Saturday, April 25, 2026

A* Algorithm, in DataScript

Example of presenting algorithm in meta-language DataScript (.ds3)

Introduction to the A* Algorithm


A* search algorithm - Wikipedia

A* search algorithm - Rosetta Code


A* Search Algorithm — Tutorial

What Is A*?

A* (pronounced "A-star") finds the shortest path between two points in a graph or grid.
Invented in 1968 by Peter Hart, Nils Nilsson, and Bertram Raphael at Stanford Research Institute.

It's the standard pathfinding algorithm in games, robotics, and navigation.

The Family of Search Algorithms

A* doesn't exist in isolation — it's the final step in a natural progression:

1. Breadth-First Search (BFS)

Explores in all directions equally. Like dropping a stone in water — the frontier
expands as a ring. Finds shortest path when all moves cost the same.

frontier: int[] = []        # FIFO — first in, first out
ds_push(frontier, start)
came_from[start] = -1

while len(frontier) > 0
   current := frontier[0]
   # shift front (dequeue)
   for i in 0..<len(frontier) - 1
      frontier[i] = frontier[i + 1]
   ds_pop(frontier)

   for d in 0..<8
      nx := current_x + DX[d]
      ny := current_y + DY[d]
      ni := to_index(nx, ny)
      if came_from[ni] == -2       # not visited
         ds_push(frontier, ni)
         came_from[ni] = current
  • Guarantees: shortest path (uniform cost)
  • Problem: explores everything — slow when you know where the goal is

2. Dijkstra's Algorithm (1956)

Like BFS, but handles different movement costs (roads vs mud vs mountains).
Uses a priority queue ordered by actual cost from start.

# open set as Node[] with f = cost_so_far (no heuristic)
open: Node[] = []
ds_push(open, Node { x: sx, y: sy, f: 0 })
cost_so_far[to_index(sx, sy)] = 0

while len(open) > 0
   # find node with lowest f (cost_so_far)
   best := 0
   for bi in 1..<len(open)
      if open[bi].f < open[best].f
         best = bi
   cur := open[best]
   open[best] = open[len(open) - 1]
   ds_pop(open)

   ci := to_index(cur.x, cur.y)
   for d in 0..<8
      nx := cur.x + DX[d]
      ny := cur.y + DY[d]
      ni := to_index(nx, ny)
      new_cost := cost_so_far[ci] + move_cost(ci, ni)
      if new_cost < cost_so_far[ni]
         cost_so_far[ni] = new_cost
         came_from[ni] = ci
         ds_push(open, Node { x: nx, y: ny, f: new_cost })
  • Guarantees: optimal path with varying costs
  • Problem: still explores in all directions — doesn't "aim" for the goal

Uses a heuristic to aim straight for the goal. Fast but can be fooled by obstacles.

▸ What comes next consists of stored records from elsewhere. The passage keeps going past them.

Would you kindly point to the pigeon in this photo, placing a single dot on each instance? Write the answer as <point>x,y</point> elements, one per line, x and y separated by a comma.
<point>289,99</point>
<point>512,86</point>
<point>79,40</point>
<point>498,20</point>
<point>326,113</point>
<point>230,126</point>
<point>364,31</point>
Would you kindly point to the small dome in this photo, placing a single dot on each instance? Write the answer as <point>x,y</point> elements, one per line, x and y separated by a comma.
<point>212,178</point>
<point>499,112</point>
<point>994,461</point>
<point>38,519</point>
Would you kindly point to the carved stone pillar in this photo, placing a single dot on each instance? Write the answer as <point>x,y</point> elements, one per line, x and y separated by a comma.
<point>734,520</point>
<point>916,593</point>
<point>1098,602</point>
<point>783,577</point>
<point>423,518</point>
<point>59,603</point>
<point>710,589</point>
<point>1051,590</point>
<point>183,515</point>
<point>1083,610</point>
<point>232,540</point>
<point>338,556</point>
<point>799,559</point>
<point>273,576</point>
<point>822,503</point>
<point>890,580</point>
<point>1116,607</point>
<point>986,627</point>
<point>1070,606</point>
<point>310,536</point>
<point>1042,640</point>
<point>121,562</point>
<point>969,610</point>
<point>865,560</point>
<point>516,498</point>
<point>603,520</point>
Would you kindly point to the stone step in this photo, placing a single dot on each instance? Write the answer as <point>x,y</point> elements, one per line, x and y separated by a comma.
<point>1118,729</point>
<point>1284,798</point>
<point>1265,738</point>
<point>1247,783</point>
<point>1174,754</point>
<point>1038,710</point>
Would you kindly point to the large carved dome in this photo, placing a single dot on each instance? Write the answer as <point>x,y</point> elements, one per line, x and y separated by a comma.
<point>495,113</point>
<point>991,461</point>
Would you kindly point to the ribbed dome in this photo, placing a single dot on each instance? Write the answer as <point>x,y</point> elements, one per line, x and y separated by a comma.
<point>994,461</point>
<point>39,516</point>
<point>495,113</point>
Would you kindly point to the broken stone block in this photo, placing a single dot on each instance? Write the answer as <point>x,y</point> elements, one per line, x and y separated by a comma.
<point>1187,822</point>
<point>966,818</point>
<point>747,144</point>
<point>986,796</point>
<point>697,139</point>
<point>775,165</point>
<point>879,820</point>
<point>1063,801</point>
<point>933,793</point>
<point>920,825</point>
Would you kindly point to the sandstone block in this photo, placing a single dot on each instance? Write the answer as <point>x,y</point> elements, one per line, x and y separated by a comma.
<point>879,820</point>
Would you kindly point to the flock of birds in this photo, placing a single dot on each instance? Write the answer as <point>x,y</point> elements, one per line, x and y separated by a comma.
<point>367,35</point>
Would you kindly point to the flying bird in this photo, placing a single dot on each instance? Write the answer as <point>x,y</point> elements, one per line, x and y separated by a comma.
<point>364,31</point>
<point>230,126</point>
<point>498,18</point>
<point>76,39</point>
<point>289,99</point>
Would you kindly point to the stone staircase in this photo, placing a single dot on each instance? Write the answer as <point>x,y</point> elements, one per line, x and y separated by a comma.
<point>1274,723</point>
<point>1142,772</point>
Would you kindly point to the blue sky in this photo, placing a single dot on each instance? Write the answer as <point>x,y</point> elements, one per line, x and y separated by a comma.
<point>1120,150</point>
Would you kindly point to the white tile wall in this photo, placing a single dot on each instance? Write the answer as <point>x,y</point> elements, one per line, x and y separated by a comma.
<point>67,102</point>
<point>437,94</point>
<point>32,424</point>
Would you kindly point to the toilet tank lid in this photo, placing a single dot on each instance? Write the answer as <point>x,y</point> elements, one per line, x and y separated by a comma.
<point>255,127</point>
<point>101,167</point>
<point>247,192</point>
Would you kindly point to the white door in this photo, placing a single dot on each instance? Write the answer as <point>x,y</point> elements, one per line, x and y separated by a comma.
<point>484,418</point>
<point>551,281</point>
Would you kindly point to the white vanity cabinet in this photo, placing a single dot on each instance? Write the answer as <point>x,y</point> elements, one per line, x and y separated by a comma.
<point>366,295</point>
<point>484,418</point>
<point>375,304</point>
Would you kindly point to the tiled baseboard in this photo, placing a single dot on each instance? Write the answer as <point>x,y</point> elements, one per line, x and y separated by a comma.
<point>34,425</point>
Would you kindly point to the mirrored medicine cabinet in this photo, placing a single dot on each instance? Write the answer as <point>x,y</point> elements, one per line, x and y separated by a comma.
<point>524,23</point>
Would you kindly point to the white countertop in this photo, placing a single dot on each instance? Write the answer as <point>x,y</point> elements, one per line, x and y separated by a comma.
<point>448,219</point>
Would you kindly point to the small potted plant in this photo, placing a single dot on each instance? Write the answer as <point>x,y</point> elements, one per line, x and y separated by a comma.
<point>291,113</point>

# same as Dijkstra but priority = heuristic only (ignores actual cost)
f := heuristic(nx, ny, gx, gy)      # estimated distance to goal
ds_push(open, Node { x: nx, y: ny, f: f })
  • Fast: explores far fewer nodes than Dijkstra
  • Problem: NOT optimal — can find longer paths, gets stuck behind walls

4. A* — The Best of Both

The key insight: combine actual cost with estimated remaining cost.

f(n) = g(n) + h(n)

g(n) = actual cost from start to n         (like Dijkstra)
h(n) = estimated cost from n to goal       (like Greedy)
f(n) = total estimated cost through n      (priority for the queue)
open: Node[] = []
ds_push(open, Node { x: sx, y: sy, f: heuristic(sx, sy, gx, gy) })
g_score[to_index(sx, sy)] = 0

while len(open) > 0
   # find node with lowest f = g + h
   best := 0
   for bi in 1..<len(open)
      if open[bi].f < open[best].f
         best = bi
   cur := open[best]
   open[best] = open[len(open) - 1]
   ds_pop(open)

   ci := to_index(cur.x, cur.y)
   if cur.x == gx and cur.y == gy
      break                              # early exit!

   for d in 0..<8
      nx := cur.x + DX[d]
      ny := cur.y + DY[d]
      ni := to_index(nx, ny)
      new_g := g_score[ci] + move_cost(ci, ni)
      if new_g < g_score[ni]
         g_score[ni] = new_g
         came_from[ni] = ci
         f := new_g + heuristic(nx, ny, gx, gy)
         ds_push(open, Node { x: nx, y: ny, f: f })
  • Guarantees: optimal path (if heuristic is admissible)
  • Fast: explores far fewer nodes than Dijkstra
  • Early exit: can stop as soon as the goal is reached

The Heuristic — The Critical Choice

The heuristic h(n) estimates remaining distance. The choice of heuristic depends on
how movement works.
 This is where most implementations go wrong.

Rules

  1. Admissible: must never overestimate the true cost (otherwise path may not be optimal)
  2. Consistenth(a) <= cost(a,b) + h(b) for any edge (a,b) — guarantees nodes are
    processed at most once
  3. Higher is better (as long as still admissible) — prunes more of the search space

Common Heuristics for Grids

MovementHeuristicFormula
4-direction (no diagonals)Manhattan`
8-direction (king moves)Chebyshev`max(
Any angle (free movement)Euclideansqrt(dx² + dy²)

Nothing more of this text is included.